On 07/19/2017 09:27 PM, Monty Taylor wrote:
> On 07/19/2017 12:18 AM, Zane Bitter wrote:
>> On 18/07/17 10:55, Lance Bragstad wrote:
>>>>
>>>>     Would Keystone folks be happy to allow persistent credentials once
>>>>     we have a way to hand out only the minimum required privileges?
>>>>
>>>>
>>>> If I'm understanding correctly, this would make application
>>>> credentials dependent on several cycles of policy work. Right?
>>>
>>> I think having the ability to communicate deprecations though
>>> oslo.policy would help here. We could use it to move towards better
>>> default roles, which requires being able to set minimum privileges.
>>>
>>> Using the current workflow requires operators to define the minimum
>>> privileges for whatever is using the application credential, and
>>> work that into their policy. Is that the intended workflow that we
>>> want to put on the users and operators of application credentials?
>>
>> The plan is to add an authorisation mechanism that is user-controlled
>> and independent of the (operator-controlled) policy. The beginnings
>> of this were included in earlier drafts of the spec, but were removed
>> in patch set 19 in favour of leaving them for a future spec:
>>
>> https://review.openstack.org/#/c/450415/18..19/specs/keystone/pike/application-credentials.rst
>
>
> Yes - that's right - and I expect to start work on that again as soon
> as this next keystoneauth release with version discovery is out the door.
>
> It turns out there are different POVs on this topic, and it's VERY
> important to be clear which one we're talking about at any given point
> in time. A bunch of the confusion just in getting as far as we've
> gotten so far came from folks saying words like "policy" or "trusts"
> or "ACLs" or "RBAC" - but not clarifying which group of cloud users
> they were discussing and from what context.
>
> The problem that Zane and I are are discussing and advocating for are
> for UNPRIVILEDGED users who neither deploy nor operate the cloud but
> who use the cloud to run applications.
>
> Unfortunately, neither the current policy system nor trusts are useful
> in any way shape or form for those humans. Policy and trusts are tools
> for cloud operators to take a certain set of actions.
>
> Similarly, the concern from the folks who are not in favor of
> project-lifecycled application credentials is the one that Zane
> outlined - that there will be $someone with access to those
> credentials after a User change event, and thus $security will be
> compromised.
>
> There is a balance that can and must be found. The use case Zane and I
> are talking about is ESSENTIAL, and literally ever single human who is
> a actually using OpenStack to run applications needs it. Needed it
> last year in fact, and they are, in fact doing things like writing
> ssh-agent like daemons in which they can store their corporate LDAP
> credentials so that their automation will work because we're not
> giving them a workable option.
>
> That said, the concerns about not letting a thing out the door that is
> insecure by design like PHP4's globally scoped URL variables is also
> super important.
>
> So we need to find a design that meets both goals.
>
> I have thoughts on the topic, but have been holding off until
> version-discovery is out the door. My hunch is that, like application
> credentials, we're not going to make significant headway without
> getting humans in the room - because the topic is WAY too fraught with
> peril.
>
> I propose we set aside time at the PTG to dig in to this. Between Zane
> and I and the Keystone core team I have confidence we can find a way out.

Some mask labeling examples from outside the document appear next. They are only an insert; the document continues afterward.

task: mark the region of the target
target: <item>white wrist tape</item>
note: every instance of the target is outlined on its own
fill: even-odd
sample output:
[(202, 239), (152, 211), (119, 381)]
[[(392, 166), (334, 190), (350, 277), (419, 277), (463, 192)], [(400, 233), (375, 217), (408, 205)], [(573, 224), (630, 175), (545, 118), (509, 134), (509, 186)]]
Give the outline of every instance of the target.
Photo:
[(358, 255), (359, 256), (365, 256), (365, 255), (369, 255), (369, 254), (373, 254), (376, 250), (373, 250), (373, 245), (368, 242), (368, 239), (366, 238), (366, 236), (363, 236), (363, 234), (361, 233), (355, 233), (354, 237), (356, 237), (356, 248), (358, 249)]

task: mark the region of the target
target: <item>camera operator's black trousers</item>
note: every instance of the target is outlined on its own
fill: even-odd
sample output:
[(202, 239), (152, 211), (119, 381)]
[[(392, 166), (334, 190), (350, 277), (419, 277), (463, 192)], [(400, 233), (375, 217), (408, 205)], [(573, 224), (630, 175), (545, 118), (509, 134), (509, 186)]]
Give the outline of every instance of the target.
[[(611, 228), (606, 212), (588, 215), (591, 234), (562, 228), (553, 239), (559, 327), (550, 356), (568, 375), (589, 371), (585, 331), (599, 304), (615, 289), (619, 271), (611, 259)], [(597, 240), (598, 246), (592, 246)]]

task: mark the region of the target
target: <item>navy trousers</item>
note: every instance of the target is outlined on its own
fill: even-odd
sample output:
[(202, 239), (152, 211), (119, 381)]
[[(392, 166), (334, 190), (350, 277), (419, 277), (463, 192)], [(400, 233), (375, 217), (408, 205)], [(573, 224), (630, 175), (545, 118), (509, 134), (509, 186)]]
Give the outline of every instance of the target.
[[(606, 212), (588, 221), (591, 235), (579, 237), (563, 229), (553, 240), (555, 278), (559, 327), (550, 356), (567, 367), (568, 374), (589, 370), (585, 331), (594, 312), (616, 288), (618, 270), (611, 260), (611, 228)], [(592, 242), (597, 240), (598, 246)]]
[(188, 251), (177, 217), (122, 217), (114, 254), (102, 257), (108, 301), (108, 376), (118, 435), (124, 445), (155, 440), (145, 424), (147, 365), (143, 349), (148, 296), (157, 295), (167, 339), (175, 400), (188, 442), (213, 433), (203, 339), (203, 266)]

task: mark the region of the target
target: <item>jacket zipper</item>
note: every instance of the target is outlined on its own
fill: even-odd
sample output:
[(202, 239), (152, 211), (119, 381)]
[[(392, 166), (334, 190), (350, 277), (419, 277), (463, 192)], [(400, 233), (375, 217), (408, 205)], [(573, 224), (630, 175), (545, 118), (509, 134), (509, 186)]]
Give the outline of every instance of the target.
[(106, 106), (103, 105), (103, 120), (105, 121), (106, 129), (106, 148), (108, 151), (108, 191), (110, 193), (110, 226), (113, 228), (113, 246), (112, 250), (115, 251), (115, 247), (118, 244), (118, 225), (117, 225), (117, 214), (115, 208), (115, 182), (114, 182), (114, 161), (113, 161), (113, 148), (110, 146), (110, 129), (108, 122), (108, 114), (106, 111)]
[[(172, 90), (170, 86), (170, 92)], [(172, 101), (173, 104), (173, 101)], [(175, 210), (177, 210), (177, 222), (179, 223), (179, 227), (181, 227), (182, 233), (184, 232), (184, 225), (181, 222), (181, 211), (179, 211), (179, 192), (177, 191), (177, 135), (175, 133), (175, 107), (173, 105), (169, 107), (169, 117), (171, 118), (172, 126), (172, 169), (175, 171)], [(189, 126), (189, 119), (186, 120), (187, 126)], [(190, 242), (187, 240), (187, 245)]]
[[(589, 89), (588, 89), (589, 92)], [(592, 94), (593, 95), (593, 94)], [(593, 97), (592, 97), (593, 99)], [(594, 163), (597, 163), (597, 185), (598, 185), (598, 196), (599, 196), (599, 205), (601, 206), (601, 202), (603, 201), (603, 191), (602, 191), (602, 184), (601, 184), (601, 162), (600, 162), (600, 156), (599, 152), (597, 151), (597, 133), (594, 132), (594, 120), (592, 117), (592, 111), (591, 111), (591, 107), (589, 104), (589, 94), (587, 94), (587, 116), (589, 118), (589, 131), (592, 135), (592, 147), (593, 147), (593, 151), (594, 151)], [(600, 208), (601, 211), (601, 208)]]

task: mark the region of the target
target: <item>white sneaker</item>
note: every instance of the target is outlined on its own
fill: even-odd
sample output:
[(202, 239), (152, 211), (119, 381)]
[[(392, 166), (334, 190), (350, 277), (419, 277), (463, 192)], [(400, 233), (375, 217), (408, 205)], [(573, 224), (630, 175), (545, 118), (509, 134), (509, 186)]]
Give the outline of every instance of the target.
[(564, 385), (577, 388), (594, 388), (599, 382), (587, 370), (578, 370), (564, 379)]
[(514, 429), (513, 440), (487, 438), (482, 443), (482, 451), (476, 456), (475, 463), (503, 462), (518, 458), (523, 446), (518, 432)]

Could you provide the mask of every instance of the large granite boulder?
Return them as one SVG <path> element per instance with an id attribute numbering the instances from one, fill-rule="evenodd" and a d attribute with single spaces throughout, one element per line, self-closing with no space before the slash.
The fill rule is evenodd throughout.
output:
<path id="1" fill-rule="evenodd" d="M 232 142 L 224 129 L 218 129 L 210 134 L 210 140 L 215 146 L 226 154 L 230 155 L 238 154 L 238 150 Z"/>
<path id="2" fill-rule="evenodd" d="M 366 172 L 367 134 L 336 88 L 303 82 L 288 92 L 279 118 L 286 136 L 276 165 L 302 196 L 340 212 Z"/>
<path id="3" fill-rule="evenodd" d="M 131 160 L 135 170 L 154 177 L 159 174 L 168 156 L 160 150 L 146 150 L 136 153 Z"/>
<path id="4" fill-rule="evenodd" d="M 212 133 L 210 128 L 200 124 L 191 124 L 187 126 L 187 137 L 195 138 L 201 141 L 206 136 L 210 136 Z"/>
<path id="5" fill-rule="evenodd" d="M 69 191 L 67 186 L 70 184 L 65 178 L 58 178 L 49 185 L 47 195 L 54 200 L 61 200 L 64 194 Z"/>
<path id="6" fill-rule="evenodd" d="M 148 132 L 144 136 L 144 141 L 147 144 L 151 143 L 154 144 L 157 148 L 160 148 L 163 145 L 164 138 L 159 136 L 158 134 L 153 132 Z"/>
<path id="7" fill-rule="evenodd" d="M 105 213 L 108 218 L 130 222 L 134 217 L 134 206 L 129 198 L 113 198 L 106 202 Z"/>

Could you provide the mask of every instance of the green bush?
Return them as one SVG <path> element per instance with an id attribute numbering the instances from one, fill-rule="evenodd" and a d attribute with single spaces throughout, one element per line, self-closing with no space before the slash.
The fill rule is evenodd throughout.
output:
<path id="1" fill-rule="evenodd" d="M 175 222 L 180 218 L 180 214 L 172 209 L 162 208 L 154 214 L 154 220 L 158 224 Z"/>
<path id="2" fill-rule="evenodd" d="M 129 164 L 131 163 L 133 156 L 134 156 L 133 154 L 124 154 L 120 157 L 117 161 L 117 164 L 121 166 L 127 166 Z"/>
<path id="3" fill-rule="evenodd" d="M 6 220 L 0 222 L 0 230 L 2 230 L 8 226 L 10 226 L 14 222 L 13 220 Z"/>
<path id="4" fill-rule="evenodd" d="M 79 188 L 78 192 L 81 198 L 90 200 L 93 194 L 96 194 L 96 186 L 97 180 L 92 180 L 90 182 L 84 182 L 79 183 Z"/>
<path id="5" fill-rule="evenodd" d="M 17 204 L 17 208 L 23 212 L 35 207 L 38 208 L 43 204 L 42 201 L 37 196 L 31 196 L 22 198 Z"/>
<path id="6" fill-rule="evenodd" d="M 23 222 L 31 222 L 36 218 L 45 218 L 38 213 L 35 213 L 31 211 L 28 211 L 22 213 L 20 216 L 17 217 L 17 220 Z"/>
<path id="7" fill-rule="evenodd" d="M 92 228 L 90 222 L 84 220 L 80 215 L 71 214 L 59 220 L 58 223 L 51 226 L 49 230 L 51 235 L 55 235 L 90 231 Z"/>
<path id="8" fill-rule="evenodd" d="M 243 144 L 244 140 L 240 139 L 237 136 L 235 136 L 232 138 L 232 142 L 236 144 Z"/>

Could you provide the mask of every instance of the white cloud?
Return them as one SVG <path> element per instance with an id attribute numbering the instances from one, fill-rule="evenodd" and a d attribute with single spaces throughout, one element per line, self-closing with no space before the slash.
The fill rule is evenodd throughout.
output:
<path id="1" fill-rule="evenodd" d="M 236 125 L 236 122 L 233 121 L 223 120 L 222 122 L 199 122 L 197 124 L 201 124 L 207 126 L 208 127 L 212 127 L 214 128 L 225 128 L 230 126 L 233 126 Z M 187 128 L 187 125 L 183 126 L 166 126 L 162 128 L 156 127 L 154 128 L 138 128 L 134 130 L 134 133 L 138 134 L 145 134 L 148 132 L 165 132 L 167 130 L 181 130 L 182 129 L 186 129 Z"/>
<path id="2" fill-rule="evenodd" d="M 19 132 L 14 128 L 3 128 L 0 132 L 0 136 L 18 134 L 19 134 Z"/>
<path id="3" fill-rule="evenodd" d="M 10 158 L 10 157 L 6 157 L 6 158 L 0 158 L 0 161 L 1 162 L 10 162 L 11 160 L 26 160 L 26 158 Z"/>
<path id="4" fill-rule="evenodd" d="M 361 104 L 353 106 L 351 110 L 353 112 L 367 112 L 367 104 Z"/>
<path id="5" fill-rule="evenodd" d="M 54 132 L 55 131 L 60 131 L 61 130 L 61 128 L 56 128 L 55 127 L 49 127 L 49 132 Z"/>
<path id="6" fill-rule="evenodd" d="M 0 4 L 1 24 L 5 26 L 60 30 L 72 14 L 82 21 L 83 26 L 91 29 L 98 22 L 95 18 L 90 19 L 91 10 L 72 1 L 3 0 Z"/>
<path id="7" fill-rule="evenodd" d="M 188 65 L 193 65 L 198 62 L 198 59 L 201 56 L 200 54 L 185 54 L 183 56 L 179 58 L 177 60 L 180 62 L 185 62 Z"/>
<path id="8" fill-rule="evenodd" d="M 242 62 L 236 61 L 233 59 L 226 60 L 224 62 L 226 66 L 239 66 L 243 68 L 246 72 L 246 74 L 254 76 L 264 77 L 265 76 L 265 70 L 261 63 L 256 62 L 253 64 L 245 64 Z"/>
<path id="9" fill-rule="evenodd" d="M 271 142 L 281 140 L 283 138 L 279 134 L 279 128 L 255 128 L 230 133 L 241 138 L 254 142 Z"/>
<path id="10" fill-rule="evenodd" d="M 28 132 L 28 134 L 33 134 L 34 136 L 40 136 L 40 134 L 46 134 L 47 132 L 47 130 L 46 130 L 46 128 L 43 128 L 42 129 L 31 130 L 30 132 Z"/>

Done. I've added this thread to keystone's planning etherpad under
cross-project things we need to talk about [0]. Feel free to elaborate
and fill in context as you see fit. I'll make sure the content makes
it's way into a dedicated etherpad before we have that discussion
(usually as I go through each topic and plan the schedule).


[0] https://etherpad.openstack.org/p/keystone-queens-ptg

>
> Monty
>
> PS. It will not help to solve limited-scope before we solve this.
> Limited scope is an end-user opt-in action and having it does not
> remove the concerns that have been expressed.